いつものように、一駅前の霞ヶ関から国会前に向かいました。
国会前交差点は、6時前だというのに異常な光景が広がっていました。歩道の脇にはびっしりと機動隊員が並び、信号が青に変わって少したつと「渡った先にたくさんの人がいて危ないので、渡らないでください」と信号を渡る人を規制しています。国会前の道路の歩道は、すでにたくさんの人で埋まっているようです。
ようやく信号を越えて、人の波に加わって少しずつ正門前に進むと、歩道の脇には8月30日とは比べものにならないほど頑丈なバリケードが、ロープでしっかりくくられて並んでいます。これ以上人が増えたら危険、それ故の横断規制なのでしょうか。だったらバリケードを撤去すればいいだけのことのように思います。

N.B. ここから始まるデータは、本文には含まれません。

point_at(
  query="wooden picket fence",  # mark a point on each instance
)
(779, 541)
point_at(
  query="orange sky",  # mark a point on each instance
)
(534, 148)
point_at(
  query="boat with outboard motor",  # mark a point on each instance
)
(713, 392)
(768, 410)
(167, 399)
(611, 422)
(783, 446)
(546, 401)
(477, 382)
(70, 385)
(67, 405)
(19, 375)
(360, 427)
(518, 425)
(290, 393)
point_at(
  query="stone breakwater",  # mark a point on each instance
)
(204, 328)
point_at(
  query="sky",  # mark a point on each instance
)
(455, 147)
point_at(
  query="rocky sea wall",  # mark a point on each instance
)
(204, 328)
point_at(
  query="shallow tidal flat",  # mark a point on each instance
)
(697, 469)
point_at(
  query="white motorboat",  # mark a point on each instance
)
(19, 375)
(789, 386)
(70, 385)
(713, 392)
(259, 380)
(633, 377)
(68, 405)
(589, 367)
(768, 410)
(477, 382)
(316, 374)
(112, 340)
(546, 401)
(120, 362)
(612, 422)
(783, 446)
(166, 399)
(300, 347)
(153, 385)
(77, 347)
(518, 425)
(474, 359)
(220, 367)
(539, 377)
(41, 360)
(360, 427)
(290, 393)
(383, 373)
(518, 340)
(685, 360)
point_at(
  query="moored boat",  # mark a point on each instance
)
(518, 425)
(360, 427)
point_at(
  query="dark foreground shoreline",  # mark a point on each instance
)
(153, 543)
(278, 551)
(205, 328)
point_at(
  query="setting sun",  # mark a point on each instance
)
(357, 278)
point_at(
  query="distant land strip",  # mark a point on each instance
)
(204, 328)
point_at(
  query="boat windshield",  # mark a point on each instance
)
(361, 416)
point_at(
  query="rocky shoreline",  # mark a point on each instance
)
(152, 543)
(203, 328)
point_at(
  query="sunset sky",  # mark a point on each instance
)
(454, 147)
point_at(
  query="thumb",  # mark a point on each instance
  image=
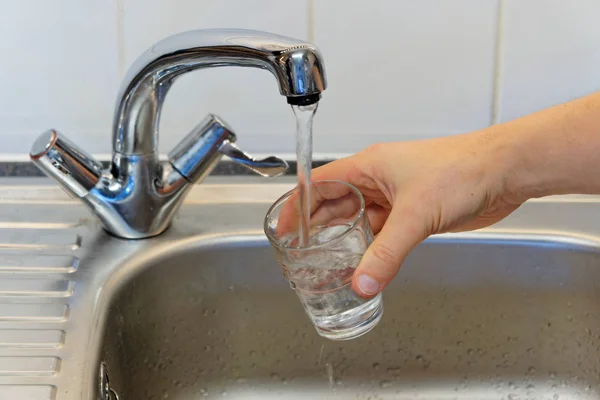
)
(380, 263)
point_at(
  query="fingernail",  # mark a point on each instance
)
(367, 285)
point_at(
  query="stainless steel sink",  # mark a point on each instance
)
(489, 316)
(510, 312)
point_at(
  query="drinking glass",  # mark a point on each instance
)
(321, 271)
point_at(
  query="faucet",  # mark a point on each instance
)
(137, 196)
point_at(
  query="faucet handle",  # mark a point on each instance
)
(198, 153)
(269, 167)
(75, 170)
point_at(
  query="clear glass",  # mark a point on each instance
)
(321, 273)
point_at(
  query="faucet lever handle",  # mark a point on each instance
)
(268, 167)
(198, 153)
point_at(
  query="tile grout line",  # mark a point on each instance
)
(121, 37)
(497, 67)
(310, 20)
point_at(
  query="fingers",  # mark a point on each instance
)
(400, 234)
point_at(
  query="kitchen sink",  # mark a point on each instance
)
(203, 311)
(477, 316)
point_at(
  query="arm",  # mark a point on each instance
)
(416, 189)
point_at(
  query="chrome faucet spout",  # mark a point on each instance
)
(296, 65)
(139, 194)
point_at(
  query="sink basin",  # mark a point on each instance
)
(202, 311)
(478, 316)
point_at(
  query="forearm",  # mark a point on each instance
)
(554, 151)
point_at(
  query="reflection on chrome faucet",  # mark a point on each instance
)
(138, 195)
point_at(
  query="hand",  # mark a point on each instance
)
(416, 189)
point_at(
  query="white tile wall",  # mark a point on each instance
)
(59, 68)
(403, 69)
(550, 54)
(397, 69)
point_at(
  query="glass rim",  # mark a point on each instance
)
(273, 240)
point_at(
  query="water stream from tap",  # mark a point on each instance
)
(304, 119)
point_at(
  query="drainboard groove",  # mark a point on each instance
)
(31, 338)
(33, 312)
(29, 366)
(26, 263)
(36, 288)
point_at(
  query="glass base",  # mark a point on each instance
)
(352, 323)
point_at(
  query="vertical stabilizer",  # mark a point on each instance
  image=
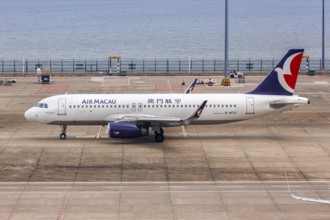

自分たちのこれからを左右する重要な法律が強行採決されるかも知れない、という危機感で異議申し立てを行うために来ている人たちの行動の自由をなんの権利で縛るのか。公共のために、というけれど、参加者から口々に、「もう車はほとんど通っていないじゃないか」、「バリケードを開けろ」と抗議の声が飛び交います。6時半の集会がはじまるころには、車道の両側にびっしりと装甲車が並びはじめました。
「なんのために、誰を守ろうとしているの?」目の前の機動隊員の方々に聞いても、もちろんノーコメントです。「危ないですから押さないで」を繰り返すばかりですが、人がたくさん集まって飽和状態になったら押されるのは当然です。
朝のニュースの一場面が頭をよぎります。ヨーロッパで、難民受け容れの拡大に対して賛否各々を表明する人々のデモの列は、車道いっぱいに広がって動いていました。なぜ日本ではデモの動きを規制しようとするのか。
やがて、危険を感じた人々の手によってバリケードは横倒しになり、どっと車道に人々が流れていきました。止めるのはかえって危ないと判断したのでしょうか。拘束された人が1人もいなかったのは(今のところその情報は流れていません)幸いでした。
たくさんののぼりやプラカード、そしてペンライトなどの光の輪と、思い思いのシュプレヒコールが交錯する向こうに聳える国会議事堂の中では、有権者1人ひとりの投票によって選ばれた「私たちの代表」とされる人たちは、どんな思いでこの法案の審議に当たっていることでしょう。
昨日の特別委員会の審議を見ていて、なんともやりきれない思いがしました。
大野議員のPKO法改正案に対する質疑については、防衛大臣も外務大臣もまともに正面から受け止めた答弁をすることはありませんでした。「何のために法律改訂が必要なのか」それすらまともに説明できない法案を、なぜ提案するのでしょう。
それにもまして驚いたのは、「米軍等の武器等の防護」についての運用については、法律が成立した後に決めるという答弁が飛び出したこと。法律さえ通してくれれば、あとはこちらが総合的な判断で運用するからね、とうのでは、なんのための国会審議なのでしょう。
与党の国会議員の皆さんも、立法の府である国会の議員という自らの存在意義がこれほど軽んじられいることを、しっかり受け止めてほしいものです。
「誰が議員になっても同じ」という有権者の気持ちには根強いものがあります。本来であれば立法府が法律をつくり、行政はそれを忠実に執行する立場であるはずなのに、いつまでも政府・内閣が物事を決めるために議会はそれを追認する存在に成り下がっている、これは地方議会に身をおいた者として、信じられない現実であり、突き崩せない壁でもありました。
だからこそ、この法案の行方の先に、私たちは本来の「主権在民」という民主主義の基本を実現していくための戦いの必要性をみつめて行動しつづけなければならない、切実に感じた夜でした。